介護保険制度の充実や介護スタッフの増員など、急速に進んでいく高齢化社会に対応していくための本格体制づくりがようやくスタートした。
日本の社会では、高齢者の世話を親族にゆだねる傾向が強いが、介護労働は家族への負担が大きく、また効率や質の面でも問題がある。地域や社会の中で高齢者とその家族をサポートし、家族の側も公的な介護サービスを適切に利用していくことが望まれる。また、高齢者本人がこうしたサービスを気兼ねなく利用できる雰囲気と環境づくりも課題となっている。

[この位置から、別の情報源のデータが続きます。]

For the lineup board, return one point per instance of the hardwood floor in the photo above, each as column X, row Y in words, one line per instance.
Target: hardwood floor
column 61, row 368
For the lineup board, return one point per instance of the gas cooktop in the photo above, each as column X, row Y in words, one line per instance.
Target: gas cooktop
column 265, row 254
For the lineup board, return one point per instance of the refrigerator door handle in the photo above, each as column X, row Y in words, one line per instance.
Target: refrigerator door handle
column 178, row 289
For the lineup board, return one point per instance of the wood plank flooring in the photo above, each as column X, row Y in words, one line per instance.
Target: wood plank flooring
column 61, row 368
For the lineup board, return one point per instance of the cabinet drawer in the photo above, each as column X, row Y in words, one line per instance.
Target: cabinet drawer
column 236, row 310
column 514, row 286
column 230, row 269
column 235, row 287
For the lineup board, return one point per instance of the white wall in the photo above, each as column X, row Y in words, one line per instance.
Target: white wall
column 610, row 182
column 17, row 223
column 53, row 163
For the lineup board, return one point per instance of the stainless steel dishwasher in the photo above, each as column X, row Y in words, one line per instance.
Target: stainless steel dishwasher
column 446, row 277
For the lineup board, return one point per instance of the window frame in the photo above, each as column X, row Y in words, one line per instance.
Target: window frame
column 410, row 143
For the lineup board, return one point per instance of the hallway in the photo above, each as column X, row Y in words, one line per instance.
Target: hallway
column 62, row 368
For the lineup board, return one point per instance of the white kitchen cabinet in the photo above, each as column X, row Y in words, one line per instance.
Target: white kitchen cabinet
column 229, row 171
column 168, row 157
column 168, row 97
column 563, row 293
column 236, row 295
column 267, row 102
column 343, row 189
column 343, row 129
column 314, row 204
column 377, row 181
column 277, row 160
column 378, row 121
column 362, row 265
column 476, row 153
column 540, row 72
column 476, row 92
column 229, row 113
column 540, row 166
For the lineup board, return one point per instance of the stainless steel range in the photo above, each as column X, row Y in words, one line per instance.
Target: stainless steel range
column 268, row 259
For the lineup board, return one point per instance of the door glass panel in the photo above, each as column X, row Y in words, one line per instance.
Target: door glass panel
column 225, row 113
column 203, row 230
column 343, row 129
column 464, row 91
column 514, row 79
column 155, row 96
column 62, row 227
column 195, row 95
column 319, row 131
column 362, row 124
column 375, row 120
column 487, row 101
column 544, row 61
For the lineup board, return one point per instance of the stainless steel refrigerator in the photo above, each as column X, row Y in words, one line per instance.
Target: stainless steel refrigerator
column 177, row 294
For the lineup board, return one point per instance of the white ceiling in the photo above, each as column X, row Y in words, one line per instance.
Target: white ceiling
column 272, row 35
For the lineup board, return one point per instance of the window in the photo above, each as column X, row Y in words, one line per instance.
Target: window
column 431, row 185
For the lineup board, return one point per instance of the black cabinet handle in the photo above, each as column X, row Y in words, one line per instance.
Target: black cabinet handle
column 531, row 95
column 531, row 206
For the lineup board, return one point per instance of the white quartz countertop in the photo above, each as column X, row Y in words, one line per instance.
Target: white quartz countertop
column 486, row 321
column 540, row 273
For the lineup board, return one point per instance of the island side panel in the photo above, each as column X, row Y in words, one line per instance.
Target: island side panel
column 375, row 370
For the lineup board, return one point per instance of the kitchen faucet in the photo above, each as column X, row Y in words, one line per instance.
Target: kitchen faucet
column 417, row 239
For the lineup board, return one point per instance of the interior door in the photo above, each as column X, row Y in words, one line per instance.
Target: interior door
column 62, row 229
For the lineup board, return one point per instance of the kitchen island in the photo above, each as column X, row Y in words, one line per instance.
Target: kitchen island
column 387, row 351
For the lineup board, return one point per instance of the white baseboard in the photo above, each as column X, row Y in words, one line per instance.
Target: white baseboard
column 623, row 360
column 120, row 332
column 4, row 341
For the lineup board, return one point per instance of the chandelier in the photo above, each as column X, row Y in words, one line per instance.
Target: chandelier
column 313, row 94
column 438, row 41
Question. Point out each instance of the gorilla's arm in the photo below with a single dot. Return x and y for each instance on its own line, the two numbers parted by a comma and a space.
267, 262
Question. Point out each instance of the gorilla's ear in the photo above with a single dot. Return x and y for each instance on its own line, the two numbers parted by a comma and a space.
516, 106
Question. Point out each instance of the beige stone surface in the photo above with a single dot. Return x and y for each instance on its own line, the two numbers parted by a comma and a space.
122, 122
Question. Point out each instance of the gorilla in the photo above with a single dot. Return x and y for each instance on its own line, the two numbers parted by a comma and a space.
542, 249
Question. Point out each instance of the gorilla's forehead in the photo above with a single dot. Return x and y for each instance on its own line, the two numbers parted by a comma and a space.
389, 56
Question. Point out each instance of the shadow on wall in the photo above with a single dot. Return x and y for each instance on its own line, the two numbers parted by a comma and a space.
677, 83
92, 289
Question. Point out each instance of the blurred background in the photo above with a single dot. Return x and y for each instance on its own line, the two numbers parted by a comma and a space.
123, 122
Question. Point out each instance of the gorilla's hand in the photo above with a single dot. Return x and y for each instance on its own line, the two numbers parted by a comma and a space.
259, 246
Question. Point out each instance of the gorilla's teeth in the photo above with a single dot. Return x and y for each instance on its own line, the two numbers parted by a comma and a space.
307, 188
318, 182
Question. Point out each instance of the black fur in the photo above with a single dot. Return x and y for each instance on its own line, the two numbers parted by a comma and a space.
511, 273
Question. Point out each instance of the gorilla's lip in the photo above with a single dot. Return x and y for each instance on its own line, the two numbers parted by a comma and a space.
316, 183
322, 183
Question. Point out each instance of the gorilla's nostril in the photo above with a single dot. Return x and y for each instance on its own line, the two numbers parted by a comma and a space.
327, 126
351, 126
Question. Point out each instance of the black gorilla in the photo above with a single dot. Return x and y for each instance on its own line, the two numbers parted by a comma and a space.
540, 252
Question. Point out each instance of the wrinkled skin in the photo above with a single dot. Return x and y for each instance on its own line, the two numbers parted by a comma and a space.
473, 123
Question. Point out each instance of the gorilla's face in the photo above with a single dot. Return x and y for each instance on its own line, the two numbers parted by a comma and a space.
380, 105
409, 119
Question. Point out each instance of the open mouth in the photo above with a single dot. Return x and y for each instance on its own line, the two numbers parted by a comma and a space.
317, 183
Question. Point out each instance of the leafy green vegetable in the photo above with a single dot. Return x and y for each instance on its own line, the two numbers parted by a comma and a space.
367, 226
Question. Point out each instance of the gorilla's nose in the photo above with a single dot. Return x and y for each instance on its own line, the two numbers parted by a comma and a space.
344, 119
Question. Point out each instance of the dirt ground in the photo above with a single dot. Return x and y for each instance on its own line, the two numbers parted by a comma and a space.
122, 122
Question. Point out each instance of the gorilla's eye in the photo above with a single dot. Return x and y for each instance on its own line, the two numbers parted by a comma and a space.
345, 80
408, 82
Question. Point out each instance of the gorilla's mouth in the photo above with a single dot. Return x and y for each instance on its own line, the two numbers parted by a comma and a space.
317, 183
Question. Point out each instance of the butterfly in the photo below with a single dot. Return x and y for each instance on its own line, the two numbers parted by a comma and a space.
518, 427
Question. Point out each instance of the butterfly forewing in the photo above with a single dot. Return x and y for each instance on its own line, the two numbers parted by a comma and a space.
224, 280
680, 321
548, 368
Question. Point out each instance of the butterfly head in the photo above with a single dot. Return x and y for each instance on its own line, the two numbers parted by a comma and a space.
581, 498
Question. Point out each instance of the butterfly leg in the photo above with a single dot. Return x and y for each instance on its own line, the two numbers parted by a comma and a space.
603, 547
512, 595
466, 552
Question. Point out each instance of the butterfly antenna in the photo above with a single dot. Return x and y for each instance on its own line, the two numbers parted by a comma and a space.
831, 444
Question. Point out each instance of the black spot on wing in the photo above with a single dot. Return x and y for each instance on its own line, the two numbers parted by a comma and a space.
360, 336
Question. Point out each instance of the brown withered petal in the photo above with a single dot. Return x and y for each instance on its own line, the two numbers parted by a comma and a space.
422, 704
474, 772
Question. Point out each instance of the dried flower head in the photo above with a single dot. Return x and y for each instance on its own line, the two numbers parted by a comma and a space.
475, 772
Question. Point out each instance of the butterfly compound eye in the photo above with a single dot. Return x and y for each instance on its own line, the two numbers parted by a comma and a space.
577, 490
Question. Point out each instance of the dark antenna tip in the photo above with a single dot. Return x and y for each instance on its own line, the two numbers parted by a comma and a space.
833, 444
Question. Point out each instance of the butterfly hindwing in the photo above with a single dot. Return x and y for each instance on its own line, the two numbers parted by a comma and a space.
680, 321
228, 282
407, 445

認知症や身体の障害により日常の動作にも不都合のある人から、身の回りの作業はできる人まで、要介護の度合いはさまざまで、きめ細かいサービスが求められる。
活躍の舞台
介護の仕事に就くには、大学で「社会福祉学」や「看護学」などの学問を専攻する必要がある。「社会福祉学」は、もともと社会学の応用分野から広がってきた学問領域。行政や立法の視点から公共サービスとしての「社会福祉政策」のあり方を考えるアプローチだ。福祉の理念や方針、福祉制度や政策について、他国との比較も含めてトータルに研究する。
一方、医療・保健系統の「看護学」「保健・衛生学」「医療技術学」では、高齢者・障害者など対象とする人に応じた実践的な介護技術を研究するアプローチになる。人の身体と心のしくみ、看護の基礎理論などを学んだうえで、実践的な介護技術、心のケア、リハビリテーションの実践技法を身につけていく。
学問へのアプローチ
近年は地域再生の試みの中で、高齢者・子ども・障害者などの弱者をみんなで見守る「ご近所助け合い」の精神が見直されている。すべての人々が少しずつ協力しながら共生できる地域のシステムづくりが急がれる。また、介護サービスの質を確保していくため、給与や労働条件などの待遇改善など、総合的に介護システムを改善していく必要がある。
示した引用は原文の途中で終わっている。